When it comes to teaching some games, I have an issue that I will often miss a detail or two in my explanation, but then remember them during gameplay when I can take advantage of it. It is not something I do intentionally, just some games have a lot of minutiea so it is easy to overlook something in the teach and only remember when it becomes an option during a game.
I think that’s pretty common, and anyone who has ever taught a game should understand it. There’s sometimes someone who doesn’t though, and when they make a big deal of it, things can get awkward.
Yep, I’ve done that on numerous occasions, to my frustration. I’ll generally try to not profit from it in the moment, and make sure that everyone is aware of the rule moving forwards. Often the rest of the table has said “go ahead, do the thing, that’s fine”, but otherwise I’ll do something different if possible.
I have the opposite where I specifically teach a rule. Pause and look for confirmation because I know it’s going to trip someone up.
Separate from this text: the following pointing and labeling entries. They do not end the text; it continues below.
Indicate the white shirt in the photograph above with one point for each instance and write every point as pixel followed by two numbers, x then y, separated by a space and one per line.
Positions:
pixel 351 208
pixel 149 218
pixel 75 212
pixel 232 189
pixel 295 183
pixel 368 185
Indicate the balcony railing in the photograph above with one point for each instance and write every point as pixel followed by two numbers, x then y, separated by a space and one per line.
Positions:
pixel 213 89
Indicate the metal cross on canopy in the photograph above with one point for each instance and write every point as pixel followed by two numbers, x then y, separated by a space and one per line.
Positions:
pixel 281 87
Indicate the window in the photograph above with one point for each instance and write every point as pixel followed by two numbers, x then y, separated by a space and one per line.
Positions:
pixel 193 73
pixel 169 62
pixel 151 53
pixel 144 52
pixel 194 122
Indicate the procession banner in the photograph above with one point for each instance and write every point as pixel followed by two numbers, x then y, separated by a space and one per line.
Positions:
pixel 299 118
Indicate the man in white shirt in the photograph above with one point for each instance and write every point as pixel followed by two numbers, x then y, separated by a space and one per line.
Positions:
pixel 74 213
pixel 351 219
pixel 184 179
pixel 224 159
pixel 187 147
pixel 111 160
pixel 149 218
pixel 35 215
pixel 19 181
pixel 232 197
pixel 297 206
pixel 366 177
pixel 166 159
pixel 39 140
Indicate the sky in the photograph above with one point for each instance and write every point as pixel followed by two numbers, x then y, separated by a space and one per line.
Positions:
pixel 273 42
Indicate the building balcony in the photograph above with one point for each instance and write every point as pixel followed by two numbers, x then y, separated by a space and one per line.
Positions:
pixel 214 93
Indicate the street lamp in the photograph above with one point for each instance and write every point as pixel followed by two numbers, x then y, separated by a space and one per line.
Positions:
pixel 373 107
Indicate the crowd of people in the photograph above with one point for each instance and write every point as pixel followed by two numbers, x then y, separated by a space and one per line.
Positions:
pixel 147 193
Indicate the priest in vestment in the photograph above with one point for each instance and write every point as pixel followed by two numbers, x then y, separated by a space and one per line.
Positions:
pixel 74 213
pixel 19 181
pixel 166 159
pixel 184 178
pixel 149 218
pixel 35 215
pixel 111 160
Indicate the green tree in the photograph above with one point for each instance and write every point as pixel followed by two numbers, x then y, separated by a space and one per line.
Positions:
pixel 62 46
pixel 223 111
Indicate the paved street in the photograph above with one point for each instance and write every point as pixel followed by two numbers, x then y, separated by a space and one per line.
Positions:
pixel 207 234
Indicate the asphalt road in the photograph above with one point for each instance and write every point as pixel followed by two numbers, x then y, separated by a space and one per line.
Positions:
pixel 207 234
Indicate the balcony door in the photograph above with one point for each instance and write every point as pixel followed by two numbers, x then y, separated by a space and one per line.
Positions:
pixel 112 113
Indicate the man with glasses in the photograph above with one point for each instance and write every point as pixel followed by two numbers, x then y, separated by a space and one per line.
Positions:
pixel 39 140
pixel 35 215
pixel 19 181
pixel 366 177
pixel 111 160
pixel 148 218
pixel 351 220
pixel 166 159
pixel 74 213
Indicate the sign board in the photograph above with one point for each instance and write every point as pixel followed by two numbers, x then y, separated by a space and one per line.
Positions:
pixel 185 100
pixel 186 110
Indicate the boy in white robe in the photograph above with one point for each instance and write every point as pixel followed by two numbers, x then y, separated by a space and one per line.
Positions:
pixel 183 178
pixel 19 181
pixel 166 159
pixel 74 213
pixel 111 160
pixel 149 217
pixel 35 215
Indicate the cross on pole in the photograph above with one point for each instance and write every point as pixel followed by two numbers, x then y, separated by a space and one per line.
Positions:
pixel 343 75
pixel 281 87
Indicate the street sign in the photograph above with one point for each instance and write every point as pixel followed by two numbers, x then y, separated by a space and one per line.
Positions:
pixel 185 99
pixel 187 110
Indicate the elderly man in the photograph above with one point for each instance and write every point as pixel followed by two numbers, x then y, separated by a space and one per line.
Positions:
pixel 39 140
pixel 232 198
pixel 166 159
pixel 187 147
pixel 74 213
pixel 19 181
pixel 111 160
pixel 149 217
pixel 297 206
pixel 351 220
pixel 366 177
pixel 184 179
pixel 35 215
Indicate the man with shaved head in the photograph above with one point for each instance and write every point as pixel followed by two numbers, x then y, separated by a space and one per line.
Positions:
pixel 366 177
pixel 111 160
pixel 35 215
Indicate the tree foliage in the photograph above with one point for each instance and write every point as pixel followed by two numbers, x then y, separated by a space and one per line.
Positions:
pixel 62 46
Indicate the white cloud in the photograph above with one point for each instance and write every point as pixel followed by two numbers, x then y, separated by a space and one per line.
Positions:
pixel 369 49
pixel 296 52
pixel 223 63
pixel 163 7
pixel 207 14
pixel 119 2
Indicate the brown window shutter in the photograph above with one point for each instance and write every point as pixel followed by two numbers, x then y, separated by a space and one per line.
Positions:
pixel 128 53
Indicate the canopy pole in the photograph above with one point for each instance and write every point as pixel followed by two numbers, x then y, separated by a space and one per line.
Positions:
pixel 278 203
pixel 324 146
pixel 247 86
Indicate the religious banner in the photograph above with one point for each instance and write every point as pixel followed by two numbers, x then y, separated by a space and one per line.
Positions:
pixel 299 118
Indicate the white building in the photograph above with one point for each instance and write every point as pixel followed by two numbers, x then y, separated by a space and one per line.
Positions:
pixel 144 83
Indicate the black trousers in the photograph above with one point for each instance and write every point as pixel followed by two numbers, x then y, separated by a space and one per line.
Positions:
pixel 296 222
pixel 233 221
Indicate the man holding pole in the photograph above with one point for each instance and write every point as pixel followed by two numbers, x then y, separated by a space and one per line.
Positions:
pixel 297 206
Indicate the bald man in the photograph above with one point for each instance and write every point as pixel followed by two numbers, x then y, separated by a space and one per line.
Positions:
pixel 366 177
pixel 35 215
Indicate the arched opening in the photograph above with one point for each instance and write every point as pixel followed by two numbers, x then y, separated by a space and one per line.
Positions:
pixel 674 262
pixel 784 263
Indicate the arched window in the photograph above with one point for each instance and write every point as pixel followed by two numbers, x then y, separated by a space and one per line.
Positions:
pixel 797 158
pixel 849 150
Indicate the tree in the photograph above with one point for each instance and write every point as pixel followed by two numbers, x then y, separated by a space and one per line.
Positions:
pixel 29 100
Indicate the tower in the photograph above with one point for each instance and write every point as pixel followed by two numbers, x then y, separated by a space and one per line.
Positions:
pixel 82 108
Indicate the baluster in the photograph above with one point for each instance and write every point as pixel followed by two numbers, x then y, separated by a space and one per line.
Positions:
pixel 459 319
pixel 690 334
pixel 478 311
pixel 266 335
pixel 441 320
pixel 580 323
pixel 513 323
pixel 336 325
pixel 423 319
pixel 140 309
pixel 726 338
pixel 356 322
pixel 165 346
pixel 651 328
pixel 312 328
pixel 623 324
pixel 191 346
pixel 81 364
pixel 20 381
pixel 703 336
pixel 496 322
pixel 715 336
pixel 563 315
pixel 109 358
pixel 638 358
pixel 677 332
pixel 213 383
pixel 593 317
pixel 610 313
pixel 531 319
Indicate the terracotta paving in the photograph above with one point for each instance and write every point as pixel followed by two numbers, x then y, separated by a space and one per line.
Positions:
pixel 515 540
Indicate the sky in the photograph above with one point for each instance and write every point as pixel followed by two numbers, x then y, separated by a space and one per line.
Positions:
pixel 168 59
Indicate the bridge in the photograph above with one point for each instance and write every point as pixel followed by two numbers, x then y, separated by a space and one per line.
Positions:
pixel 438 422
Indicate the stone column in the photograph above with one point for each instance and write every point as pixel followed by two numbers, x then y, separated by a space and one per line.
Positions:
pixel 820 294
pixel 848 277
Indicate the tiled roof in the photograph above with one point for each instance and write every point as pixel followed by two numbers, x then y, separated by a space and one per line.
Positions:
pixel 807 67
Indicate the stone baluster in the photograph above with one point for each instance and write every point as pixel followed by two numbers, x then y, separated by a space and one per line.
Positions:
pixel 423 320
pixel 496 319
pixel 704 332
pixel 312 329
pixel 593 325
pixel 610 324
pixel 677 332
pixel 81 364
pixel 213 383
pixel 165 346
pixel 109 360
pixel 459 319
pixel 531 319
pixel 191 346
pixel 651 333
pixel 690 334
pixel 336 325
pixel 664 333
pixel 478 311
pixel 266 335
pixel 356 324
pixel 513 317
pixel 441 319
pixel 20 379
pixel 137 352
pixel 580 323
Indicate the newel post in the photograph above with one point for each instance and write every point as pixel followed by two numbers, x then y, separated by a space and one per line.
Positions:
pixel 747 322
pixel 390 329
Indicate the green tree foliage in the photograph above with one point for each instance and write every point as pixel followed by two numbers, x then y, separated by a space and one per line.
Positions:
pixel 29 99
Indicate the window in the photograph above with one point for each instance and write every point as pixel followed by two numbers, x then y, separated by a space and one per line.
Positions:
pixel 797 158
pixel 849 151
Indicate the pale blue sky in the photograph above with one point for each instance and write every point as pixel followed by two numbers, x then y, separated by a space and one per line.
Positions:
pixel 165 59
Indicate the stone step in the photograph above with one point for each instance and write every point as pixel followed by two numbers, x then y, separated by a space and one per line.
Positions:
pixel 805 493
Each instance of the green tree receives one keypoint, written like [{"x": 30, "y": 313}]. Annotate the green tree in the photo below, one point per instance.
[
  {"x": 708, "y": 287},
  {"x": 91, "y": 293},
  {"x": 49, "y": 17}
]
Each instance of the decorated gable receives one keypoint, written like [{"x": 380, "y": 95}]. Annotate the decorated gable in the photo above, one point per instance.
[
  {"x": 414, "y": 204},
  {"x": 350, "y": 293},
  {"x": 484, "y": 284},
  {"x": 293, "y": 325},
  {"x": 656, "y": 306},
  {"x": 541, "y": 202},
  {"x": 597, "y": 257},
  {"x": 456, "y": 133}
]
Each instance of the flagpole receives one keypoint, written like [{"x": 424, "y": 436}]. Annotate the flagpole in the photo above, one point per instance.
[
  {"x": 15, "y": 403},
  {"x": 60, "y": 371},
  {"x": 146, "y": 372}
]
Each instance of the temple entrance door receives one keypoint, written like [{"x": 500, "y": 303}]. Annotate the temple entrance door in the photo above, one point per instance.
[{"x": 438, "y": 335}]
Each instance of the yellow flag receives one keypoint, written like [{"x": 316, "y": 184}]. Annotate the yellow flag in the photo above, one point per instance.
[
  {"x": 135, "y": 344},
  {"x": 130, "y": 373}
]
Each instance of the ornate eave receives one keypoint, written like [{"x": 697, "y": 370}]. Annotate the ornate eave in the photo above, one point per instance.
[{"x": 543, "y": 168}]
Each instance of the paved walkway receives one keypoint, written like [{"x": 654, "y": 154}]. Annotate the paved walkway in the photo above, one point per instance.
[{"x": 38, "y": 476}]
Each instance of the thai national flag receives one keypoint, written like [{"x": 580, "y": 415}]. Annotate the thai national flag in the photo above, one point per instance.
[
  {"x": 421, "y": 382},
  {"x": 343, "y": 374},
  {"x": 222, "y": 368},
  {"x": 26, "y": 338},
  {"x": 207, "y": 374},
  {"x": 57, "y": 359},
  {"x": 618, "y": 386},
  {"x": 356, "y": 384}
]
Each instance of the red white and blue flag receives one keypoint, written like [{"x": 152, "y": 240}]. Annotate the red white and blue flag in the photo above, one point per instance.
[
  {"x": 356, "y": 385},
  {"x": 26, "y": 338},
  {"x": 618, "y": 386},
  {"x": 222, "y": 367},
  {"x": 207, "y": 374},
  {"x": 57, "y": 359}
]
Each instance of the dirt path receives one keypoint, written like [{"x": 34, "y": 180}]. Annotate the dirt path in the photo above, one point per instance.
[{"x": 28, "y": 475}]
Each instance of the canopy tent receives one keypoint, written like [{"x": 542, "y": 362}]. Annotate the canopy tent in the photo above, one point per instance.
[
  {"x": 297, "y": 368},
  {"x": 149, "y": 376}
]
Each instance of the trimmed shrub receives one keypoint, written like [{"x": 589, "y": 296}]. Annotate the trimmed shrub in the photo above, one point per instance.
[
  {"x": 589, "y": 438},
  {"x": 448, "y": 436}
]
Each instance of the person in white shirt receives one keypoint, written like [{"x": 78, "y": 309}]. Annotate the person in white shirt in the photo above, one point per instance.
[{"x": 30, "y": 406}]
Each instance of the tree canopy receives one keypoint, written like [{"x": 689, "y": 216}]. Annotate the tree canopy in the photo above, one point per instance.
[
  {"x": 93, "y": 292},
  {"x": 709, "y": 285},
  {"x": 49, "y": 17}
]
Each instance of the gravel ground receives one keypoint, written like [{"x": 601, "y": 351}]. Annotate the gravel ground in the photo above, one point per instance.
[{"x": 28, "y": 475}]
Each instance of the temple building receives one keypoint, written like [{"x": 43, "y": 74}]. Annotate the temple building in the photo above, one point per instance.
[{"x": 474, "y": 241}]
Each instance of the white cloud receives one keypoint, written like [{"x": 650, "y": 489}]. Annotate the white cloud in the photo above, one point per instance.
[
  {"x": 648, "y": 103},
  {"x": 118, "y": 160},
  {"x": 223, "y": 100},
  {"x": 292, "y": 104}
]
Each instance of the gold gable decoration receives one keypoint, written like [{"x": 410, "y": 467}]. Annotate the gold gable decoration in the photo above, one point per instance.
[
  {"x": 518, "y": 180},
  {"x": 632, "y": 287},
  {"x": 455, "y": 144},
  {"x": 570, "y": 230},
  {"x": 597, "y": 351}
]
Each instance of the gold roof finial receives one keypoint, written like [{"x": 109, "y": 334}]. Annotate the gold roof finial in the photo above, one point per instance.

Then halfway through the game it comes up and my wife (it’s always her) glares at me and says “You’re changing the rules again!”
I used to think I’d honestly missed things but it comes up so much that I make sure to check certain boxes when I have to teach. Yeah, it makes teaching stressful.
I know that experience!
There was one time I was teaching my husband and another person how to play a game. There was one minor rule I knew my husband would assume worked differently. I explained it. I repeated it. I said it a third time. Not sure if I said it again or not but the third person finally asked why I kept repeating it and I said it was important. We start playing, reach the point where that rule matters, and my husband started to do it wrong and got bent out of shape and said I never explained it. I said I did multiple times and the other person backed me up. I was so glad I’d made a point of repeating it so much that the other person noticed.
As a game demonstrator for other people, I know the thing I cannot say is “no, I did tell you that”. I mean, I won’t agree that I didn’t…
Oh absoultely this! This is one of the reasons I dislike teaching.
It’s really nice when another player remembers you mentioning the rule. If nothing else, for your own sanity.
I understand how stressful it can be to teach a game sometimes, so if I can assist somebody else this way, I always do.
On the other hand, being on the other end, where somebody may have mentioned an important rule very briefly, I tend not o make a fuss if I didn’t grok it. I say, well, it’s my first game, it’s not like I was likely going to win it, is it? And move on.
I think the solution is fairly simple. Explain all games in this way:
“I win. There are a number of ways in which that won’t happen, but we’ll cover them as we get there.”
I hardly ever win when I teach a game. Somehow, policing it and making sure people get the rules and I don’t miss anything, strategy goes out the window, as I cannot focus on it between turns.
Hence the exceptions! By the time you finish explaining them all, like a good teacher, you’ll have lost!